Now, the nature of a queue is precisely to allow for a build up of entries that later can be processed in an orderly manner. The enqueueing of callbacks continued to work throughout this incident - meaning no callback was lost because of this.
The problem, however, was with the storage component (MongoDB) in the queue eco system. This morning it became slow to respond to the queries from the queue consumers - asking for an entry from queue to process.
The build-up in queue size triggered an alarm with our operations team, who analyzed the situation and made two observations:
- the traffic pattern was normal
- no code or operations changes had been deployed recently
In a normal operations situation, there are only few processable items in the queue, and most of the queue consumers are dormant - waiting to process entries if queue size is increasing. As the queue size did in fact increase, the consumers sprang to life - asking the database for an entry and thus triggering an database read-lock congestion and an even slower response time from database.
We were now facing two tasks; 1) find the root cause of the slow queries, and 2) manage the read-lock congestion and keep the failures from cascading to other systems.
Analyzing the queries revealed that the MongoDB query optimizer had stopped using a previously working and battle tested index for no apparent reason. Instead it chose to use an old and ineffective index. At this point in time we can’t explain why - more analyzing will have to be done.
After we managed to get the MongoDB query optimizer to use the right index, the consumers (which had been reduced in numbers to avoid read-lock congestion) were re-activated and dissolved the queue in a matter of minutes - and normal operations were resumed.

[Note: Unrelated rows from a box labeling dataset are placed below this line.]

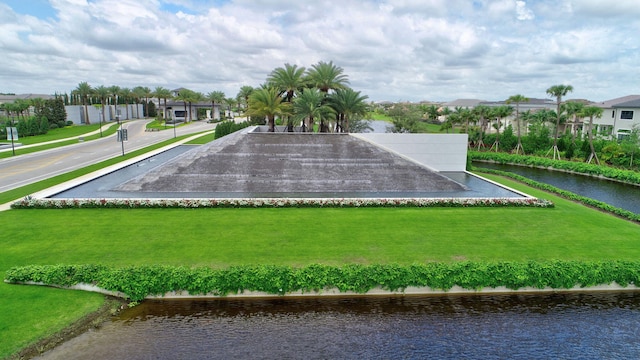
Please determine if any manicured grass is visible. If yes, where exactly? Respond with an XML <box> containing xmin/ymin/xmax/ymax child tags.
<box><xmin>0</xmin><ymin>176</ymin><xmax>640</xmax><ymax>357</ymax></box>
<box><xmin>0</xmin><ymin>124</ymin><xmax>119</xmax><ymax>159</ymax></box>
<box><xmin>366</xmin><ymin>111</ymin><xmax>392</xmax><ymax>122</ymax></box>
<box><xmin>5</xmin><ymin>123</ymin><xmax>105</xmax><ymax>145</ymax></box>
<box><xmin>0</xmin><ymin>134</ymin><xmax>206</xmax><ymax>204</ymax></box>
<box><xmin>186</xmin><ymin>133</ymin><xmax>216</xmax><ymax>145</ymax></box>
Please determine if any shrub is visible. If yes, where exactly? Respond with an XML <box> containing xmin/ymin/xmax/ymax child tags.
<box><xmin>5</xmin><ymin>260</ymin><xmax>640</xmax><ymax>302</ymax></box>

This incident mainly affected customers using the v7 protocol via the proxy as the callbacks from here are synchronous and thus are very much vulnerable to a slow responding database. While payments through the proxy were accepted, the callback in most cases was not dispatched in time for customers to update their systems while the consumer was waiting for confirmation.
Other customers (incl. v10 users) relying on callbacks in their payment flow to eg. mark orders as paid and show a receipt on the continue-url are likely to have have been affected as well.
Further, for a short period of time, the failure did cascade to other systems resulting in timeouts from API and subsequently the Payment Window (v10).
Throughout the incident there was a general increase in API response time - from a normal 90-130ms to 350-410ms.
Customer resolution - short term
All callbacks were dispatched within a few minutes after the issue was fixed. It is also possible to check the status of payments using either manually via our manager or programmatically via our API.
Tip: If using API then use
GET /payments?order_id=<your order id> to retrieve payment without having the actual payment-id.
Customer resolution - long term
If you are still using the v7 protocol we strongly urge you to update to v10. While the proxy does handle some issues with the v7 protocol, it remains more vulnerable to abnormal operation situations.
This might seem like a daunting task, but it might “just” be a matter of upgrading a module or a few hours of programming. Please do not hesitate to ask our support for help and advice.
I think in most cases where an investigation is completed and a cause is determined, the detectives are - in retrospect - left with a feeling of “if only”. It is always a goal to sharpen our analytical/detective skills and this experience certainly adds to that.
We have been in the process of migrating systems from MongoDB to traditional RDBMS’ for some time - to simplify our stack and focus on fewer components. This process will be sped up.
We’ve also made some adjustments to our monitoring services.
Further, it is our ambition to be open and provide top notch communication in situations like this using our public status site , and today we didn’t quite live up to that. This is something we will work hard on improving.
Finally, we are of course sorry for the inconvenience this incident may have caused our customers. Our support crew is standing by to answer any questions you may have.